This returns the process group to be used by the ``Join`` context manager to
perform collective communications.

In particular, the ``join_device`` and ``join_process_group`` are required
attributes to ensure that the context manager can schedule collective
communications between joined and non-joined processes. One usage is to count
the number of non-joined processes on each iteration using an all-reduce.
Another usage is for implementing the mechanism required for
``throw_on_early_termination=True``, which we will explain later below.

``DistributedDataParallel`` and ``ZeroRedundancyOptimizer`` already inherit
from ``Joinable`` and implement the above methods, which is why we could
directly use them in the previous examples.

``Joinable`` classes should make sure to call the ``Joinable`` constructor
since it initializes a ``JoinConfig`` instance, which is used internally by
the context manager to ensure correctness. This will be saved in each
``Joinable`` as a field ``_join_config``.

``JoinHook``
^^^^^^^^^^^^

Next, let us break down the ``JoinHook`` class. A ``JoinHook`` provides two
entry points into a context manager:

- ``main_hook(self) -> None``

This hook is called repeatedly by each joined rank while there exists a rank
that has not yet joined. It is meant to shadow the collective communications
performed by the ``Joinable`` in each training iteration (e.g. in one forward
pass, backward pass, and optimizer step).

- ``post_hook(self, is_last_joiner: bool) -> None``

This hook is called once all ranks have joined. It is passed an additional
``bool`` argument ``is_last_joiner``, which indicates if the rank was one of
the last to join.
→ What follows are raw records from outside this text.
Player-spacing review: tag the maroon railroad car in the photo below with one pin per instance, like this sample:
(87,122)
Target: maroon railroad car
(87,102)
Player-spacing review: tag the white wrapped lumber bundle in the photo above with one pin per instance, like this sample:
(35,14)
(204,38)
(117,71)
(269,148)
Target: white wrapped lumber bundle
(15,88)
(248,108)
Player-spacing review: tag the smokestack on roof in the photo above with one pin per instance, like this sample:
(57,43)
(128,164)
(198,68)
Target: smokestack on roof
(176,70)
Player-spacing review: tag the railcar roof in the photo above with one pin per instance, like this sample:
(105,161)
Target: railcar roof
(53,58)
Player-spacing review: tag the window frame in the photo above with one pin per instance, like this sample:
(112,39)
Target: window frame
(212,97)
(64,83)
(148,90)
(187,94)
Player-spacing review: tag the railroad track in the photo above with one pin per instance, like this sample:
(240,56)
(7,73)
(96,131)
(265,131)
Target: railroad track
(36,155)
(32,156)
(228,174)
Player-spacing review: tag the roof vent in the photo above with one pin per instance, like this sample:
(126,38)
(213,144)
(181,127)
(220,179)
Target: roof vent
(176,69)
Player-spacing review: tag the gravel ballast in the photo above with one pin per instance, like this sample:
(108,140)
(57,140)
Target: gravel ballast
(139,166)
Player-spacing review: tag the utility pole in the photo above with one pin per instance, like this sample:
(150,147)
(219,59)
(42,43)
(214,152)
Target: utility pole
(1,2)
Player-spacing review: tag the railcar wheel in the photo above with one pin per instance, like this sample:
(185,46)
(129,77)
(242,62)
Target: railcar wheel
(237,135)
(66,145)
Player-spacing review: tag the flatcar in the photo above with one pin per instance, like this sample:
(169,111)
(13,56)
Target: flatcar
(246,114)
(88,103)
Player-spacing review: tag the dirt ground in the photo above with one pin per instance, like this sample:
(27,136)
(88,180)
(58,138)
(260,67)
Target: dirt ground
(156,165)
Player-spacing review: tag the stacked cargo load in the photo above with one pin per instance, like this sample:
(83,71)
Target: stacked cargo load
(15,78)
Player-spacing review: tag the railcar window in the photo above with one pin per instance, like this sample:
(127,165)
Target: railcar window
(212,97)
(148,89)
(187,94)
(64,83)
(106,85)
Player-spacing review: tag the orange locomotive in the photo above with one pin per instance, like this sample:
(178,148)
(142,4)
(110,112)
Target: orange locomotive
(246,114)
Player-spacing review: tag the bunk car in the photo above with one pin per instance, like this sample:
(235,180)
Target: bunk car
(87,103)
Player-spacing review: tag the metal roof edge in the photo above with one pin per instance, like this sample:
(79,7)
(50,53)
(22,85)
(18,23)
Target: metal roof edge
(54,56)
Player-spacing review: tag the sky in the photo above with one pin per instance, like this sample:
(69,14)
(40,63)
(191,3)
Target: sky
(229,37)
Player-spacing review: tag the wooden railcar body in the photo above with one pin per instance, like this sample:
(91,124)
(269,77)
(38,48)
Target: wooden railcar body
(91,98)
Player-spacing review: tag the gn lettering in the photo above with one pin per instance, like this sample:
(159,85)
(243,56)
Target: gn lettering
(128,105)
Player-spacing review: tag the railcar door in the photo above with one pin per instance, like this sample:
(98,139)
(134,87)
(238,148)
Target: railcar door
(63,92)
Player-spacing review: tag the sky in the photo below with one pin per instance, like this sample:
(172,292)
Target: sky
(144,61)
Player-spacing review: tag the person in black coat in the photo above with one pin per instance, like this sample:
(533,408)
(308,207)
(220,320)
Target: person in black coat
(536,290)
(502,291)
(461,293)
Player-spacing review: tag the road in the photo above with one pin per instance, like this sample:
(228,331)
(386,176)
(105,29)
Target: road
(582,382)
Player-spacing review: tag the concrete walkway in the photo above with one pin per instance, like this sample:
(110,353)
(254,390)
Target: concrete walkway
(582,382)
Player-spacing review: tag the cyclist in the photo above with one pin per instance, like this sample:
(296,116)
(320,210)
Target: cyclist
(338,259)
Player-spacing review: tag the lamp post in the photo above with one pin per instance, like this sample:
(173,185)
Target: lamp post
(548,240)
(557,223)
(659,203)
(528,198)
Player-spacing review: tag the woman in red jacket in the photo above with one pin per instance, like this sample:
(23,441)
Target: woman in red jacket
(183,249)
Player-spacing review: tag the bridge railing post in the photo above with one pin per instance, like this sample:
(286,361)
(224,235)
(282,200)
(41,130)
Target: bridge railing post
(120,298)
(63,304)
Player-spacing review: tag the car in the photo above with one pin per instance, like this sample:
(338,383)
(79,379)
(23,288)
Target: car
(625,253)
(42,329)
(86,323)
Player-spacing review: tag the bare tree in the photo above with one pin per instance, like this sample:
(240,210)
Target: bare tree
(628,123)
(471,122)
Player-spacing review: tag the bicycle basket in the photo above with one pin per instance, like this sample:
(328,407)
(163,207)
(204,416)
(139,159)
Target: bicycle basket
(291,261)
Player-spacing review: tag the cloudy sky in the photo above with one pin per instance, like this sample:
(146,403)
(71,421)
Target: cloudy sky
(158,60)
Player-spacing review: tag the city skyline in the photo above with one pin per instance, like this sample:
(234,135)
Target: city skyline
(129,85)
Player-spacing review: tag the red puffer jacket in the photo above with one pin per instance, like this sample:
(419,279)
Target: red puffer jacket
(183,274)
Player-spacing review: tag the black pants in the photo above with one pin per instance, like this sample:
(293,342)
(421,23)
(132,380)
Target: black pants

The argument may be useful for synchronization.

To give concrete examples of what these hooks may look like, the provided
``ZeroRedundancyOptimizer`` main hook performs an optimizer step per normal
since the joined rank is still responsible for updating and synchronizing its
shard of the parameters, and the provided ``DistributedDataParallel`` post-hook
broadcasts the final updated model from one of the last joining ranks to ensure
that it is the same across all ranks.

``Join``
^^^^^^^^

Finally, let us examine how these fit into the ``Join`` class itself.

- ``__init__(self, joinables: List[Joinable], enable: bool = True, throw_on_early_termination: bool = False)``

As we saw in the previous examples, the constructor takes in a list of the
``Joinable`` s that participate in the training loop. These should be the
classes that perform collective communications in each iteration.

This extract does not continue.